Facile engineering of metal–organic framework derived SnO2-ZnO composite based gas sensor toward superior acetone sensing performance

Abstract

Aiming to achieve high-sensitivity disease diagnosis, it is of great significance to continuously improve the sensing performance of metal oxide based sensors. The morphology and component of metal oxides can be rationally engineered by using metal–organic frameworks as highly versatile platforms. Herein, the bimetallic Sn/Zn-ZIF-8 is synthesized by self-assembly, and then SnO2-ZnO hollow nanoparticles are obtained by using bimetallic Sn/Zn-ZIF-8 as precursor. The obtained SnO2-ZnO composite maintained the dodecahedral structure of Sn/Zn-ZIF-8, and in which SnO2 is orthogonal due to the framework-induced effect. Based on the unique structure and composition of SnO2-ZnO, 6% SnO2-ZnO exhibits excellent selectivity, high response, low detection limit (0.82 ppb) and good response linearity between response and concentration of acetone, showing the potential of the practical application in clinical diagnosis of diabetic patients.
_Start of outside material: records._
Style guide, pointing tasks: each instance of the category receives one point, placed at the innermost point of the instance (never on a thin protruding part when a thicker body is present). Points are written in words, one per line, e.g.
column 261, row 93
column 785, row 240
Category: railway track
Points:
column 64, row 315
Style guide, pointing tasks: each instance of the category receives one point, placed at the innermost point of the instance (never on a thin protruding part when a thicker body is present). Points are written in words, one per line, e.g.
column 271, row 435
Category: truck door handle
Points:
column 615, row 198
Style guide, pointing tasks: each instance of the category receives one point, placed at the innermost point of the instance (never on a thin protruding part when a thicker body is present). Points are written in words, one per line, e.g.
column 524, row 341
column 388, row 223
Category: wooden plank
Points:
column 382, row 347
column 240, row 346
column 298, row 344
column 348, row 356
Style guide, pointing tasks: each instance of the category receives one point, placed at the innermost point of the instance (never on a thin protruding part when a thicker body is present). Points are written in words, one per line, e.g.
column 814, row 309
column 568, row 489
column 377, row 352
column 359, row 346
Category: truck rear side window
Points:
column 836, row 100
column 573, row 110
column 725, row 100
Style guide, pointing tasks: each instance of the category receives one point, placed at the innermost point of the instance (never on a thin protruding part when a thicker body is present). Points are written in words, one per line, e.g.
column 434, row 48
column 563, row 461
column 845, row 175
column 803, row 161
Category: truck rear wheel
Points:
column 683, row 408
In-depth discussions reveal that the excellent sensing performance can be attributed to the n-n heterostructure of SnO2-ZnO that is favorable for electron transport, the larger adsorption energy to acetone that results from orthogonal SnO2, and the abundant active reaction sites provided by the dodecahedral mesoporous structure. This synthetic strategy may provide an effective method for the facile engineering of high-performances metal oxide-based sensors toward practical health assessment.